A rule must contain at least one element. An element represents a utterance made by the user. Sequencing elements allows grammar designers to create the patterns needed for the command. This sequence can be simple such as the previous example, ruleColors; or the sequence can be complex as the Solitaire card game that the Grammar Example: Solitaire demonstrates.

Developers sequence elements such as item elements, variations of item elements, and references to other rules (including those from other grammars) in a particular order, so that grammars can offer rich selections and possibilities of word combinations. For more information about elements, see Grammar XML.

The following information describes some commonly used grammar elements:

  • item—Contains any legal rule expansion. A legal rule expansion can consist of a word or other entity that can be spoken, a ruleref element, a tag element, or any logical combination of these. In the previous example, the item element contains a single rule expansion consisting of the single word "red".

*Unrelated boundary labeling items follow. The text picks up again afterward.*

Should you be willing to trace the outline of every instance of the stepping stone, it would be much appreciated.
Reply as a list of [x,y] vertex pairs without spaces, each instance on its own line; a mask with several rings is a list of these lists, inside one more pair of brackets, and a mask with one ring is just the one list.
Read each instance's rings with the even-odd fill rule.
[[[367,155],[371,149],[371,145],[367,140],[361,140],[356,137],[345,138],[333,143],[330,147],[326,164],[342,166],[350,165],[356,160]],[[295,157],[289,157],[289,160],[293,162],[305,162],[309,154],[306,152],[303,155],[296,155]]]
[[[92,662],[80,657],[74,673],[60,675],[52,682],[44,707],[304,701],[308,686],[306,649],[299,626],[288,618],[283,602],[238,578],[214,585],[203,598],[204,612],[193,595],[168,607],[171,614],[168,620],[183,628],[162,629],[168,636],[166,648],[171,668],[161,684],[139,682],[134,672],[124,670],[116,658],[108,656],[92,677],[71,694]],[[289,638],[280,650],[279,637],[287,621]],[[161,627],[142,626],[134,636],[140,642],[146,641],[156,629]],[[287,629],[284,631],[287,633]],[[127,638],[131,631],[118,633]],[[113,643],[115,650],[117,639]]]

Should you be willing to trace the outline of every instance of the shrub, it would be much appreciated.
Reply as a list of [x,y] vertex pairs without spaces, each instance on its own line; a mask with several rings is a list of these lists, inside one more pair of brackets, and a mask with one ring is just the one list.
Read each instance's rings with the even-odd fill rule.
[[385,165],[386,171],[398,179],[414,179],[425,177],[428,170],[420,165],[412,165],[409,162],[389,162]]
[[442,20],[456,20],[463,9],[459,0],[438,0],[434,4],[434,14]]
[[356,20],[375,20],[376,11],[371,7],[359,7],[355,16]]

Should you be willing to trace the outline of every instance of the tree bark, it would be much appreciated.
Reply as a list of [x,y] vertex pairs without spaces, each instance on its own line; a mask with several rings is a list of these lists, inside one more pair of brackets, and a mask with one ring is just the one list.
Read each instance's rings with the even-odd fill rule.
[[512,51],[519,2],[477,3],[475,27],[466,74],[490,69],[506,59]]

    When an item element contains a combination of rule expansions (for example, a combination of words), the sequence in which the contents of the item element are listed must match the sequence in which the content occurs in the input for recognition to be successful. For example, in the following grammar, the input must contain the phrase "metallic red" for recognition to be successful:

    <grammar root="ruleColors" version="1.0" xmlns="http://www.w3.org/2001/06/grammar"
     xml:lang="en-US" tag-format="semantics-ms/1.0">
        <rule id="ruleColors" scope="public">
            <item>metallic red</item>
        </rule>
    </grammar>
    
  • one-of—Contains a set of alternative legal rule expansions and increases the flexibility of the grammar by requiring that the input matches only one of the alternatives. For example, in the following grammar, for recognition to be successful, the input must contain the initial phrase "I would like the car in." But the full input may be completed by any of the three color words, "red," "white," or "green."

    <grammar root="ruleColors" version="1.0" xmlns="http://www.w3.org/2001/06/grammar"
     xml:lang="en-US" tag-format="semantics-ms/1.0">
        <rule id="ruleColors" scope="public">
            <item>I would like the car in</item>
            <one-of>
                <item>red</item>
                <item>white</item>
                <item>green</item>
            </one-of>
        </rule>
    </grammar>
    
  • ruleref—Specifies a pointer to another rule with one or many elements that also requires recognition for a successful validation or recognition of the current rule.

    Rules are referenced in a grammar using ruleref elements. The ruleref elements have three special attributes; NULL, VOID, and GARBAGE. These rule names define rules that are automatically matched without the user speaking, define rules that are never spoken, and define rules that are matched until the next rule is matched or until the end of spoken input.

    The following example defines a rule element identified as ruleColors for a color selection. Another rule then uses the ruleref element to reference ruleColors, twice.

    <grammar root="ruleColors" version="1.0" xmlns="http://www.w3.org/2001/06/grammar"
     xml:lang="en-US" tag-format="semantics-ms/1.0">
        <rule id="buyShirt" scope="public">
            <item>
               Get me a <ruleref uri="#ruleColors" />
               shirt and a <ruleref uri="#ruleColors"/>
               tie</item>
        </rule>
    
        <rule id="ruleColors" scope="public">
             <one-of>
                <item>red</item>
                <item>white</item>
                <item>green</item>
            </one-of>
        </rule>
    </grammar>
    

    The customer requests a color item twice, but the grammar only needs to define ruleColors once.